Algae technology developed by South Africa’s Nelson Mandela Metropolitan University (NMMU) that could turn millions of tonnes of coal dust wasted annually in the country and elsewhere into high quality clean coal was publically demonstrated in South Africa in late January 2014.
One of the main areas of research at NMMU’s institute of chemical technology, InnoVenton, has been the conversion of waste coal into a usable high quality clean coal using algal biomass. Researchers have found that the microalgae can be combined with coal and charcoal and acts as an excellent binder for fine coal.

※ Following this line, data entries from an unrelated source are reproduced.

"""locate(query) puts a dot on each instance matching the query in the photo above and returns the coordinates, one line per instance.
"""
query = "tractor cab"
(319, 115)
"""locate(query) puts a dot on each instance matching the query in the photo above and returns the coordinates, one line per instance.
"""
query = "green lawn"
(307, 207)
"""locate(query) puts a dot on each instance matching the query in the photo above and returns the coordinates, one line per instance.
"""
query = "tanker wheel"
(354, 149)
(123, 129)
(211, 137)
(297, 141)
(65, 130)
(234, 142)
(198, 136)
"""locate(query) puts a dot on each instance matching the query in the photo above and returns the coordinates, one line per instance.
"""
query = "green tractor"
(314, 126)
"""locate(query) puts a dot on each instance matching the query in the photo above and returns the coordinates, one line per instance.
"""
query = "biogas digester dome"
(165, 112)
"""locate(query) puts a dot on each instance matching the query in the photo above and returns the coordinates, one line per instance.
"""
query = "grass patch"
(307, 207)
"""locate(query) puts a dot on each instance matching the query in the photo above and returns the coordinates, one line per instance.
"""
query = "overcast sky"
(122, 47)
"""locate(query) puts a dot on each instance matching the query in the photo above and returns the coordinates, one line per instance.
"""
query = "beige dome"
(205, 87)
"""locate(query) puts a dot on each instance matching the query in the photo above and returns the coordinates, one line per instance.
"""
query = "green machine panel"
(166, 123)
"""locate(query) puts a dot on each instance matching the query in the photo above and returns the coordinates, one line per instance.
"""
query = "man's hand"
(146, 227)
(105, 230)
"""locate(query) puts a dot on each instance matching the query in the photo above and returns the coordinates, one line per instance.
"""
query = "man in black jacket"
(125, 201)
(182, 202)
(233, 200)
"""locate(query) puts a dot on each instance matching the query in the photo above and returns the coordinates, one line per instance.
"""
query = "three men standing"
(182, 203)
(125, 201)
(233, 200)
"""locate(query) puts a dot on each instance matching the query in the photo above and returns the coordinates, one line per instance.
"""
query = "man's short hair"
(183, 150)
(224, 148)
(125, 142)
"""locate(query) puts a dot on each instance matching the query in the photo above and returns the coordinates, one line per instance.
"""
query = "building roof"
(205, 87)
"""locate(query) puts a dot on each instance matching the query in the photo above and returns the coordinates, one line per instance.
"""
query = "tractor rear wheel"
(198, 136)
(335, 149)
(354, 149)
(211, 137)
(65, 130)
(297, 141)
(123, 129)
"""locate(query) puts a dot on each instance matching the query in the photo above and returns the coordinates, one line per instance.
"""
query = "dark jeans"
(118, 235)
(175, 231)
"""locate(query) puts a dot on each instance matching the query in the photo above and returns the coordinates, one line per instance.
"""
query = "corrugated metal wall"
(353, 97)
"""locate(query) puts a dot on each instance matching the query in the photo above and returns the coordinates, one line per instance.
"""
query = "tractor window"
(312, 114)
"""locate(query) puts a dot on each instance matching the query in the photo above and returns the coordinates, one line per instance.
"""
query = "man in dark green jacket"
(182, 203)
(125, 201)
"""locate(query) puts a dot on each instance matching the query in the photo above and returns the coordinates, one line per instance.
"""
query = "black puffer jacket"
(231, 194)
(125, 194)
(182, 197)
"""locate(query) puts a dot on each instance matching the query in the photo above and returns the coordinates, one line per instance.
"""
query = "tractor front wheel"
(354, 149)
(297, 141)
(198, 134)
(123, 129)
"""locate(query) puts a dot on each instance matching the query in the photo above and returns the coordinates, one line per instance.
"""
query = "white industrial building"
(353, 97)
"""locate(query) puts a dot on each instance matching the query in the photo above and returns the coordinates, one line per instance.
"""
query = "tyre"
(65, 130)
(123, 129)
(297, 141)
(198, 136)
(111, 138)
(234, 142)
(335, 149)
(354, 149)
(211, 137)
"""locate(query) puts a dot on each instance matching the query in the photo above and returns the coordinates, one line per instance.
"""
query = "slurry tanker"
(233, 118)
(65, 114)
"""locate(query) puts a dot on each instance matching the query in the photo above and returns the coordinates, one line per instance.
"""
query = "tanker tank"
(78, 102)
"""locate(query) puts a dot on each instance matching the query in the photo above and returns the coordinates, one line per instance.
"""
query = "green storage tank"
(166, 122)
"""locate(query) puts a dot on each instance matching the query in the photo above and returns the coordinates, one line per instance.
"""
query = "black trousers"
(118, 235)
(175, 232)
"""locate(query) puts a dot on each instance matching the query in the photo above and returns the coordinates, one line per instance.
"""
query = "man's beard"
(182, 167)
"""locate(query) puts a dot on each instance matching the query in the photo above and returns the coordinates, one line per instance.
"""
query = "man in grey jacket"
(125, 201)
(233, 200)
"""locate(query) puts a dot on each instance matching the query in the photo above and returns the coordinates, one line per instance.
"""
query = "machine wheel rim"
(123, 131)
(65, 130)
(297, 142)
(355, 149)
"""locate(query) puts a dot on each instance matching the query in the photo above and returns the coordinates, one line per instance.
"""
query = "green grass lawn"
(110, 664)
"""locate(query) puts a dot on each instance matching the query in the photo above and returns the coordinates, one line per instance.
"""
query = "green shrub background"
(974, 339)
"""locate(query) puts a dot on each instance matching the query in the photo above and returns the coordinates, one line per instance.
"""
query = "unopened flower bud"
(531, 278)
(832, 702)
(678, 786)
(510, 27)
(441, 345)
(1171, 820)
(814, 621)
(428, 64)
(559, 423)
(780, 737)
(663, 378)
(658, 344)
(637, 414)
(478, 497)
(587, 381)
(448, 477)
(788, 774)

“If you mix coal dust and algae biomass, the algae adsorps onto the surface of the coal and binds the dust together,” InnoVenton’s professor Ben Zeelie says. The result is a coal-algae composite, for which the name Coalgae has been coined.
The Coalgae composites may be used as a substitute in applications that require coal, or may be further processed through a variety of additional technologies, such as pyrolysis (heating in the absence of oxygen). The result of the additional processing is a bio-fossil crude oil blend that may be processed into a variety of fuels, including gasoline, diesel, kerosene, aviation fuel, and heavy fuel oil.
Carbon sequestration, the upgrading of low grade coal and the production of clean water (a spin-off of the process) are among the advantages of the production of Coalgae, which, along with the production of the bio-crude oil, have presented commercial opportunities.
Consulting engineering firm Hatch-Goba recently completed a pre-feasibility engineering study on the microalgae technologies, which has resulted in a robust and cost-effective design for Coalgae production on a semi- and full commercial scale. A full feasibility study will be conducted in early 2014.
Aspects of Coalgae technology demonstrated at the public showing included the cultivation of microalgae (in the closed photo-bioreactor system developed by NMMU), the use of coal-generated flue gas to meet the microalgae’s need for carbon dioxide and fixed nitrogen, the harvesting of the microalgae, the production of the coal-microalgae composites, and their conversion into raw bio-crude oil.